There are two types of fiber: soluble and insoluble. It’s important to have both in your diet, and, luckily, most fiber–rich plant foods contain a mixture of both, although they are not usually differentiated on food labels.

Soluble fiber dissolves or swells when it is put into water. Think of the way oatmeal becomes soft and a bit “gooey” in water, unlike, say, wheat flakes. That softness is a sign that oats are rich in soluble fiber. Soluble fiber reduces cholesterol levels and helps keep blood–sugar levels stable. Beans, fruits, and oats are especially good sources of soluble fiber.

Insoluble fiber gets its name from the fact that it does not dissolve in water. Like soluble fiber, it is not readily broken down by the bacteria in your intestinal tract. Insoluble fiber increases fecal bulk and is great for preventing constipation. All plants, especially vegetables, wheat, wheat bran, rye, and brown rice are full of insoluble fiber.

Fiber is only found in foods from plants, such as beans, grains, vegetables, and fruit. It passes through the digestive system with very little change. That means that fiber provides few or no calories, in addition to having many health benefits. While maintaining the health of the digestive tract, it also lowers the risk of certain cancers, heart disease, and diabetes. It can help to control appetite, making it easier to keep weight in check.

Other benefits include:

  • Increasing fiber can help decrease the risk of colon and rectal cancers.

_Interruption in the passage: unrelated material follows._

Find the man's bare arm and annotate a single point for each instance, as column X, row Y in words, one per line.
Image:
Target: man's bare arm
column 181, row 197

  • Diets high in fiber help control blood sugar levels and have also been shown to decrease the risk of developing type 2 diabetes.

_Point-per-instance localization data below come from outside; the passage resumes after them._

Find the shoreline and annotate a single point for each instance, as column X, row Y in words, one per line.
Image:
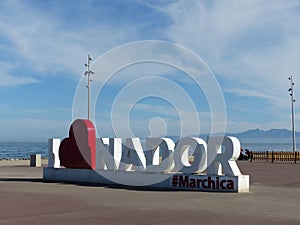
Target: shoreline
column 27, row 200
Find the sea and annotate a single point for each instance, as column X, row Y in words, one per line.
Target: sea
column 23, row 150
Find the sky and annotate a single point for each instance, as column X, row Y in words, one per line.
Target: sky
column 246, row 50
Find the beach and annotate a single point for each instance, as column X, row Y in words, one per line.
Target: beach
column 26, row 199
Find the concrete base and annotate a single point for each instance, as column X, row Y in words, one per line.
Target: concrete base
column 171, row 181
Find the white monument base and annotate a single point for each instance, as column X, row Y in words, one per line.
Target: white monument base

  • Fiber can reduce blood cholesterol levels. Diets high in fiber have also been shown to decrease the risk of heart disease.

  • Fiber decreases the risk of diverticulitis, a painful intestinal condition.

  • Fiber helps prevent constipation.

  • Fiber is filling, has almost no calories, and helps maintain blood sugar—all factors that help control hunger and body weight

How much fiber do you need?

Men 50 and younger: 38 grams per day Men 51 and older: 30 grams per day
Women 50 and younger: 25 grams per day Women 51 and older: 21 grams per day

The average American gets less than 15 grams a day.

Sources of Insoluble and Soluble Fiber


Whole grains:
Brown rice
Whole–grain breakfast cereals
Whole–grain pasta
Whole–wheat breads

Nuts and Seeds









Tips to increase your fiber intake:

  • Choose oatmeal or a whole–grain cereal every day for breakfast.
  • Eat fruit for dessert.
  • Use beans in chili and soups.
  • Snack on raw vegetables.
  • Replace refined grain products such as white bread, rice and pasta with whole–grain varieties, such as brown rice and whole–grain pastas and breads.
  • Beans are also loaded with fiber. If you are using canned beans, you can reduce their sodium content by choosing reduced–sodium brands or draining the liquid and rinsing the beans before serving them. If you use dried beans, you’ll avoid added sodium, although cooking is usually more time–consuming.